Captain Robert Semrau of the Canadian forces in Afghanistan was dismissed, demoted and awarded five years imprisonment for “mercy killing” of a seriously injured Taliban insurgent in a battlefield in Afghanistan in 2008. In another case, the Canadian parliament was rocked incessantly for a year in 2010 by stiff opposition demands for explanations of some cases of over detention of Afghan prisoners by Canadian forces in the war in Afghanistan.

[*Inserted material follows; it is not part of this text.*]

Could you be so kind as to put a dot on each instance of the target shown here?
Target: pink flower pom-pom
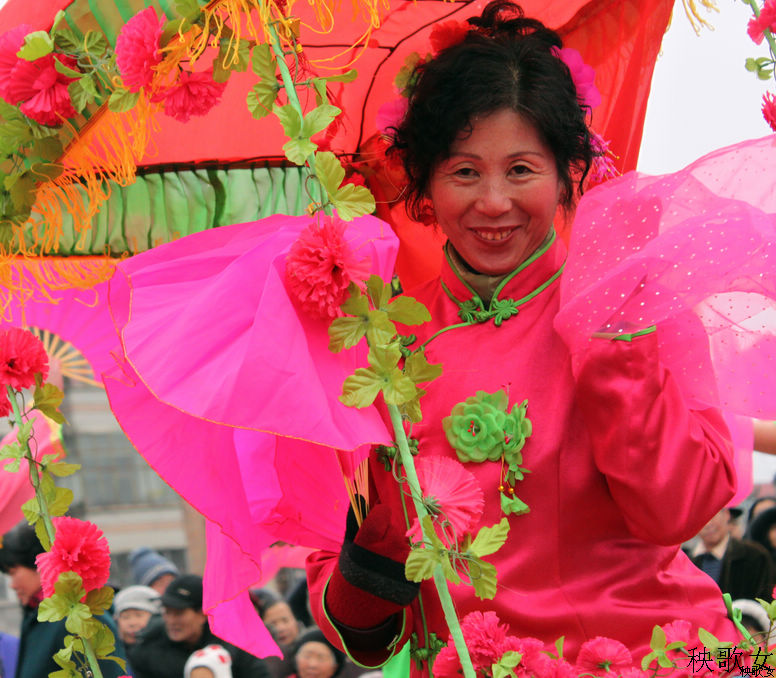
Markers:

If AFSPA is analyzed in the spirit of the above cases, the Government of India will have no other option but to repeal the Act. As custodian of the world’s largest democracy, India should uphold the supremacy of the judiciary and the primacy of the rule of law. Indian Army should be able to serve in the NE Region without AFSPA as others do elsewhere in the world. Dodging questions of a real plight of the people in the North East with sleight words will further alienate them from the mainstream India, making insurgency a never ending problem. Perhaps a paradigm shift is required in India’s way of tackling insurgency in the North East Region.
The memorandum that will be submitted to the President of India by the National Alliance for People’s Movement (NAPM) in December should be utilized as an opportunity for the Government of India to revisit AFSPA and repeal it. The people of the NE Region, especially the politicians should also take time to understand the harms of AFSPA and participate in the movement. If the mainstream Indians like Varun Gandhi and GK Pillai are speaking up against the Act, why not other politicians in the NE Region join as well to raise the voice to a crescendo? Organizations flanking Sharmila’s mission like Apunba Lup, Human Rights Alert and Just Foundation etc. need to strategize the movement to invigorate it in the final leg of one mile before the goal.
The movement against AFSPA should be made a people’s movement. Invoking Gandhian philosophy by a lone hunger striker addressing the plights of a fringe population of India in the North East will not make the struggle Epic.
Disclaimer: The author owns all responsibilities of this article. Opinions expressed herein do not necessarily reflect that of any organization he belongs.